Not a whole lot of conclusions in that thread. Tesla could be expanding the voltage envelope as the batteries age. They could be reducing the reserve capacity with age to add to range too. I appreciate that Tesla builds a good battery. It will be interesting what the range plot looks like with more data. Perhaps if a few of the high values were missing from the plot there would be a more believable slope.

 

[glhs272]

Not a whole lot of conclusions in that thread. Tesla could be expanding the voltage envelope as the batteries age. They could be reducing the reserve capacity with age to add to range too. I appreciate that Tesla builds a good battery. It will be interesting what the range plot looks like with more data. Perhaps if a few of the high values were missing from the plot there would be a more believable slope.

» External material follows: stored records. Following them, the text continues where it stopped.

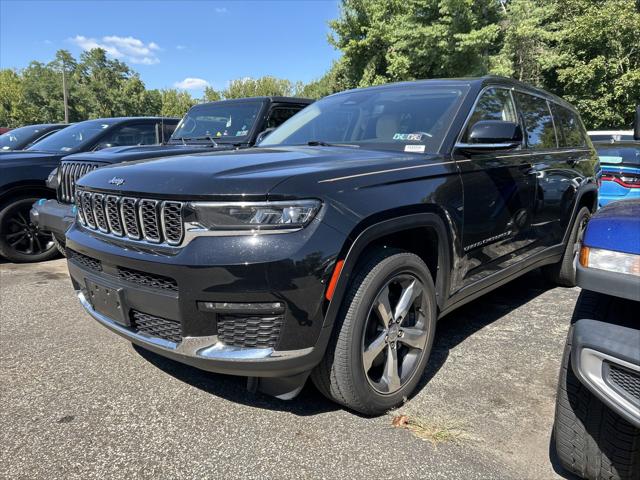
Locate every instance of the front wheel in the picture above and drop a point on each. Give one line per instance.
(20, 240)
(383, 336)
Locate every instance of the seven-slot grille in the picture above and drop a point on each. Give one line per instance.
(138, 219)
(68, 175)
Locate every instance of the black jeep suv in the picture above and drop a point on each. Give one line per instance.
(223, 125)
(334, 248)
(24, 174)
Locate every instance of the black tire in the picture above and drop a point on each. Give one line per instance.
(591, 440)
(563, 273)
(20, 240)
(341, 375)
(59, 243)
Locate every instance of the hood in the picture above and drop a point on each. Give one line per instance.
(140, 152)
(24, 157)
(251, 173)
(615, 227)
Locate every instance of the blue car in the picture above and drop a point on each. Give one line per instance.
(620, 162)
(597, 423)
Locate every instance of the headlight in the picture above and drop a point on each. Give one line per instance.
(610, 260)
(52, 179)
(251, 217)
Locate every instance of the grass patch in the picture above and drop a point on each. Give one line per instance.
(436, 431)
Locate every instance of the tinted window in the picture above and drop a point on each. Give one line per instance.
(410, 119)
(570, 133)
(280, 115)
(494, 104)
(219, 120)
(537, 121)
(138, 134)
(21, 137)
(74, 137)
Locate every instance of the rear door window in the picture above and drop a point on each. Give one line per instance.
(570, 131)
(538, 121)
(493, 104)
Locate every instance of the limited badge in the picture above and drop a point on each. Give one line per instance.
(414, 148)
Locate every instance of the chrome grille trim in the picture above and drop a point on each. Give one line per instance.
(144, 220)
(97, 201)
(171, 219)
(148, 212)
(68, 174)
(112, 210)
(128, 210)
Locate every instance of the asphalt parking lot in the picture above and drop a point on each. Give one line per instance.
(80, 402)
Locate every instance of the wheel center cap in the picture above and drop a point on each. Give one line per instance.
(394, 330)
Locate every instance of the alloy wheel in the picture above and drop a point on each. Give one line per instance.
(23, 236)
(395, 334)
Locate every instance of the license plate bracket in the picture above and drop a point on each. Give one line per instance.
(108, 301)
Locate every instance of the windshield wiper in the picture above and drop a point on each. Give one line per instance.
(320, 143)
(206, 137)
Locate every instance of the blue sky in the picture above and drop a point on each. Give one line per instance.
(177, 43)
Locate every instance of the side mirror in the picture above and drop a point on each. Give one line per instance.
(264, 134)
(102, 146)
(488, 135)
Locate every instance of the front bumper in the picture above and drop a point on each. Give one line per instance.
(606, 359)
(608, 283)
(292, 269)
(53, 216)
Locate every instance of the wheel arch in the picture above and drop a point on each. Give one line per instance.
(399, 232)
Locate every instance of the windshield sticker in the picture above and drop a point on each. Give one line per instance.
(608, 159)
(411, 137)
(414, 148)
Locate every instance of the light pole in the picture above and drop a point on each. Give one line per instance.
(64, 93)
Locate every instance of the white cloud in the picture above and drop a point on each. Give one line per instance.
(129, 48)
(191, 83)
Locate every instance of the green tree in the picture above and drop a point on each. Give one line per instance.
(175, 103)
(12, 104)
(598, 60)
(258, 87)
(392, 40)
(211, 95)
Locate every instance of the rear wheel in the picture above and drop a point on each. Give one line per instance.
(20, 240)
(563, 273)
(383, 336)
(591, 440)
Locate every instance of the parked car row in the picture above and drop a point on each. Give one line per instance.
(27, 175)
(330, 251)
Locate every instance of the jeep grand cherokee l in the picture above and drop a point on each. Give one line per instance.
(223, 125)
(332, 249)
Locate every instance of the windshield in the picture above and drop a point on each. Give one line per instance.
(73, 137)
(409, 119)
(20, 137)
(223, 120)
(619, 154)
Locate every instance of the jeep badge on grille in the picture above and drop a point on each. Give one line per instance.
(116, 181)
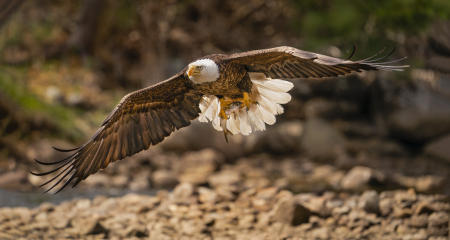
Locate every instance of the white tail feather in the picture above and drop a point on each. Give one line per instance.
(267, 95)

Well, the conclusions we can draw from that thread is that there are no "hidden cells" or modules not connected, to be connected at some later time. That would actually be very difficult. They would have to turn on extra cells at every brick (parallel group of cells) in order to have any effect. Or turn on another module entirely, which we can see that is clearly not the case. As far as expanding the voltage envelope, maybe, but I haven't seen it on the upper voltage limit. At the bottom? Well, honestly haven't really checked much on that. But if that were the case we should be able to find out via supercharger(or any L3 charging) data. They clearly have been monkeying with their firmware, so the actual guess-o-meter numbers (rated range) don't really mean much.

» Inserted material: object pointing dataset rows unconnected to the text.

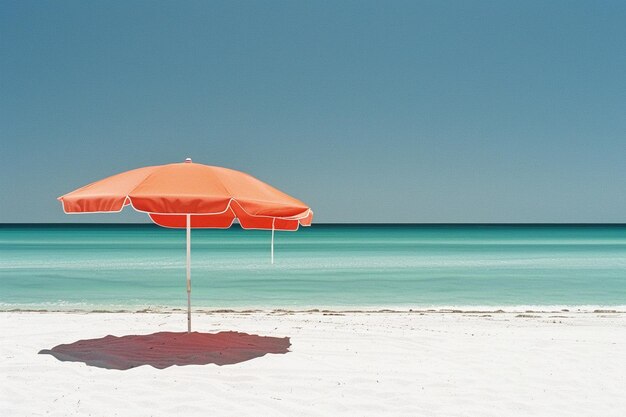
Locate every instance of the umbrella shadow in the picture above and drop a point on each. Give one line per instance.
(164, 349)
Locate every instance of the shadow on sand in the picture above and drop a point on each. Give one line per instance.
(164, 349)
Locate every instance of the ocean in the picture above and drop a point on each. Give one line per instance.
(135, 267)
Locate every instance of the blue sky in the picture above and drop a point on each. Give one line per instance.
(420, 111)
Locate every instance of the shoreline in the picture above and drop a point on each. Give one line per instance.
(598, 309)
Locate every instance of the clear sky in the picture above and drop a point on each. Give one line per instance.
(381, 111)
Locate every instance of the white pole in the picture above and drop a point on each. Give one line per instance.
(188, 273)
(272, 250)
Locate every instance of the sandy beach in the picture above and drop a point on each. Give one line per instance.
(361, 364)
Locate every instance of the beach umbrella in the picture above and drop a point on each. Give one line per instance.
(193, 196)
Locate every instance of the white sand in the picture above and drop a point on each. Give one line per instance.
(396, 364)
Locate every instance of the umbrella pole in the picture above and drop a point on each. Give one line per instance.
(188, 273)
(272, 250)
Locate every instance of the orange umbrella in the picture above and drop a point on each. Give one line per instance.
(189, 195)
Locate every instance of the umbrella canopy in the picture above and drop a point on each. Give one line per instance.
(189, 195)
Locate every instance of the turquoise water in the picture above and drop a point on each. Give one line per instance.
(59, 267)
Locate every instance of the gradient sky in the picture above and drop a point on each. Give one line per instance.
(419, 111)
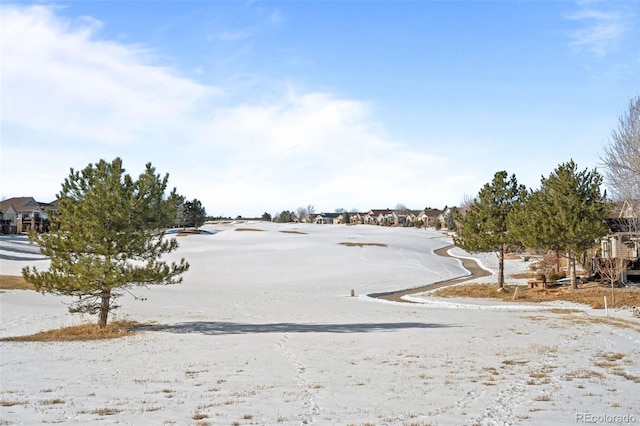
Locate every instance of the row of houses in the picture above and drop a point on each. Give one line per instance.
(386, 217)
(22, 214)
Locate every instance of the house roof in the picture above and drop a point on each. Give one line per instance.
(433, 212)
(21, 204)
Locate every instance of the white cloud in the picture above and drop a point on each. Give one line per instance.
(70, 98)
(599, 31)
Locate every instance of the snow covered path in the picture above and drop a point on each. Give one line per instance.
(264, 331)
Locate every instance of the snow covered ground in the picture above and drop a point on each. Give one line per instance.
(264, 331)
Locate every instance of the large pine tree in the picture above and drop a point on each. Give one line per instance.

What is a more reliable measure of capacity is the 100% depth of charge. If in fact the upper and lower voltage numbers have remained the same, which I think they have, then this should be what we measure by. In my case, my car was one year old at this point. Notice 54kwh extracted from the pack.

Then about 1 year later and 28,188 miles later I tried to get as close to that as possible again. Again I pulled 54kwh from the pack.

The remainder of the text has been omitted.